15 de maio de 2015

CRONICA DE UM ESCÂNDALO ANUNCIADO


Começou há cerca de um mês. Por volta das cinco da tarde
Às quartas e sextas-feiras. Aparece do lado da Igreja.
Desce os degraus da escadaria, atravessa a rua num passo de soldado russo, 
cabelo ruivo pelo meio das costas, mais rebelde que nunca;
senta-se a uma mesa na esplanada, manda vir um sumo natural
nunca tira os óculos escuros, vai desfolhando sem interesse
as páginas duma revista cor-de-rosa carregada de fotos e de escândalos.
Impossível não se reparar nela. Espreita-se a novidade.
À porta da loja dos tapetes. Na ourivesaria. Na estação dos Correios. 
No armazém do chinês. Na venda de jornais. Na farmácia.
Vejo-a da janela do escritório que dá para o largo.
A esplanada da Casa Portuguesa é mesmo defronte.
Mais ou menos um quarto de hora depois, o homem do mercedes,
Passou a meia idade na careca, atarracado, ar de construtor civil
camisa branca colarinho aberto e gravata meio enrolada
com a ponta a fazer cócegas no estômago saliente.
Senta-se, espalhafatoso; lança-lhe um beijo com a palma da mão
Ela limita-se a sorrir em amarelo e ele fala alto para a altura que tem.
arrasta a cadeira para mais perto dela e fala, fala e fala,
e gesticula enquanto fala, as mãos sapudas agitam o ar
com o cachucho que brilha áureo e enorme no dedo grosso esquerdo .
Bebe o café, paga e vão os dois até ao mercedes.
Ele tenta o braço na cintura; ela apressa o passo, a evitar-lhe o desejo.
Entram e ficam mais uns minutos, os dois, em conversa antes de partirem.
Ontem, perguntei ao senhor Mateus (o dono da casa) o que era aquilo.
Ele riu-se e encolheu os ombros magros num trejeito inocente
Pai?
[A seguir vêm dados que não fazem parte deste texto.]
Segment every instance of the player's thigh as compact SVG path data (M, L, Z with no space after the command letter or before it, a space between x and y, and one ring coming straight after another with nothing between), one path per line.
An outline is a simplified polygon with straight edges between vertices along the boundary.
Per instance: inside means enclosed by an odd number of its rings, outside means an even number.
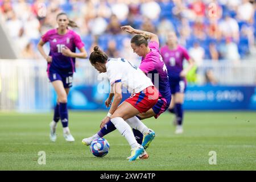
M139 113L137 109L130 103L124 101L115 110L111 118L116 117L122 118L124 120L133 117Z
M62 81L55 80L52 82L52 84L57 93L58 101L67 98L66 90L65 90Z
M174 108L175 106L175 94L172 94L172 99L171 100L171 104L170 104L169 109Z
M65 91L66 92L67 96L68 96L68 93L69 93L70 88L65 88Z
M147 111L144 113L139 113L138 114L138 116L141 118L141 119L144 119L147 118L149 118L151 117L152 117L153 116L155 116L156 114L155 113L153 109L151 108L150 110L148 110Z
Pois... até podia, não é? Mas não sei, acredite que não sei.
Brasileira e um mulherão. Isso eu sei. Pois, senhor Mateus. nota-se…
Hoje é sexta, o dia está em brasa e no largo o calor abafa.
Ela aparece. Mal cabe num vestidinho de alças azul forte,
demasiado acanhado mas com decote generoso,
destapa-lhe as pernas até às coxas, areja-lhe o peito até ao umbigo.
O careca hoje vai passar-se, penso eu. Fico à janela curioso.
Nisto toca o telemóvel e ela atende de imediato. Ouve atentamente.
De repente levanta-se e gesticula como se o outro a estivesse a ver.
Olha para um lado e para o outro. Os óculos escuros em pânico.
Só então reparo na mulher gorda que salta da mesa ao lado,
na direcção dela e prega-lhe uma bofetada tão potente que faz cambalear 
o vestidinho de alças tropeça no bordo do passeio e quase cai,
parte o salto à sandália, atropela a cadeira da última mesa
dás uns gritinhos alarmados quando surge o do mercedes.
Por momentos penso. Acabou-se. Foste apanhado pela mulher.
Resolvam o resto em casa. Engano-me! 
A ruiva volta atrás, com o sapato ainda inteiro, em riste.
A gritaria junta a curiosidade. À porta da loja dos tapetes. Na ourivesaria.
Na estação dos Correios. No armazém do chinês. Na venda de jornais.
Num ápice o mundo desagua na praça.
É então que a mulher gorda lança as mãos aos cabelos da ruiva
e zás, num supremo impulso, fica com a cabeleira ruiva nas mãos
ao mesmo tempo que a ruiva histérica agora sem extensões, 
grita falsetes e jura vinganças de dedo espetado.
O homem visivelmente atrapalhado é agora perseguido pela mulher
em direcção ao mercedes, que de cabeleira ruiva nas mãos grita-lhe:
“Nunca te perdoarei meu grande porco! Ao menos tivesses-me traído com uma mulher!
Com um mulherão, penso eu.
E não consigo parar de sorrir, enquanto fecho a janela.